Question

The weights of a certain brand of candies are normally distributed with a mean weight of .8551 g and a standard deviation of 0.0518 g. A sample of these candies came from a package containing 467 candies, and the package label stated that the net weight is 399 g.​ (If every package has 467467 ​candies, the mean weight of the candies must exceed 399.0/467 = .8544 g for the net contents to weigh at least 399 ​g.)If 1 candy is randomly​ selected, find the probability that it weighs more than 0.8544 g.

Answer 1

50.40% probability that it weighs more than 0.8544 g.

Explanation:

When the distribution is normal, we use the z-score formula.

In a set with mean
`\mu` and standard deviation
`\sigma`, the zscore of a measure X is given by:

`Z = (X - \mu)/(\sigma)`

The Z-score measures how many standard deviations the measure is from the mean. After finding the Z-score, we look at the z-score table and find the p-value associated with this z-score.

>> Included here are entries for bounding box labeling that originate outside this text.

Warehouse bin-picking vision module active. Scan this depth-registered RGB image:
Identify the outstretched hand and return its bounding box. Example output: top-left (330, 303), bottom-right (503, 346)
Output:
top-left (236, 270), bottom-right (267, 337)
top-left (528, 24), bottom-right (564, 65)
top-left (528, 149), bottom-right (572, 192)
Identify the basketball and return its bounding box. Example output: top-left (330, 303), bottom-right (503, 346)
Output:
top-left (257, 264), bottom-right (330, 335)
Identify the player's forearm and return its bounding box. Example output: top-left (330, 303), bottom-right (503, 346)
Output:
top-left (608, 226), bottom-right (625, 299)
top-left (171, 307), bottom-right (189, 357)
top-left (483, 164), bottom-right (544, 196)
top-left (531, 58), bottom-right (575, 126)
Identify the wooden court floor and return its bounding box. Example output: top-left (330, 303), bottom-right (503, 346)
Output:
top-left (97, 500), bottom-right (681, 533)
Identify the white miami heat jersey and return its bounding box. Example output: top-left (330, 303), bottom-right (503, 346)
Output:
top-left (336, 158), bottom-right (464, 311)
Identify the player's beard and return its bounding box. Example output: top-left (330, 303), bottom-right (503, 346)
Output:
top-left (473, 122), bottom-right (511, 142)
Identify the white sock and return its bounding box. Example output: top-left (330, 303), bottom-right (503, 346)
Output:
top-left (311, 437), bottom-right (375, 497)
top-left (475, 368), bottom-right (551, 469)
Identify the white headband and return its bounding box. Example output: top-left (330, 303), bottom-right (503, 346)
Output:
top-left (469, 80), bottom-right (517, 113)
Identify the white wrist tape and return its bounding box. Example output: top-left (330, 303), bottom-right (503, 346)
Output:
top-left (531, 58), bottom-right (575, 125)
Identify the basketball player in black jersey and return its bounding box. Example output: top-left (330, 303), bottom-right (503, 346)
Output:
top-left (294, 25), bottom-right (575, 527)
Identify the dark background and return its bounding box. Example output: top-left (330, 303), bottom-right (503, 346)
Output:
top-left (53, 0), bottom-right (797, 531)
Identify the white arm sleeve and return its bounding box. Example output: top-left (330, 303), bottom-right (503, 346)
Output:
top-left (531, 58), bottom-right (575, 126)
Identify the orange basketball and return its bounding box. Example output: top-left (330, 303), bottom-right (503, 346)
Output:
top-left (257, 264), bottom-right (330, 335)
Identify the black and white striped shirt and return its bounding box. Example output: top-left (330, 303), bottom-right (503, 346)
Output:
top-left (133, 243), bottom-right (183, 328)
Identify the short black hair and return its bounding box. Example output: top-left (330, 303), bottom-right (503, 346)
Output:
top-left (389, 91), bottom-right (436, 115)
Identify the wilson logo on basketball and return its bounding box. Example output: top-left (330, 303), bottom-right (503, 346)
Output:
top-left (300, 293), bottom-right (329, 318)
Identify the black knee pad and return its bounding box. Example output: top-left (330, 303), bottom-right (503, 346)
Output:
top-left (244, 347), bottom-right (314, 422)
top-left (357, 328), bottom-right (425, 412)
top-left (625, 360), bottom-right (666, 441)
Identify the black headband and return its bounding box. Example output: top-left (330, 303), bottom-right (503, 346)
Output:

This p-value is the probability that the value of the measure is smaller than X, that is, the percentile of X. Subtracting 1 by the pvalue, we get the probability that the value of the measure is greater than X.

In this question, we have that:

`\mu = 0.8551, \sigma = 0.0518`

If 1 candy is randomly​ selected, find the probability that it weighs more than 0.8544 g.

This is 1 subtracted by the pvalue of Z when X = 0.8544. So

`Z = (X - \mu)/(\sigma)`

`Z = (0.8544 - 0.8551)/(0.0518)`

`Z = -0.01`

`Z = -0.01` has a pvalue of 0.4960

1 - 0.4960 = 0.5040

50.40% probability that it weighs more than 0.8544 g.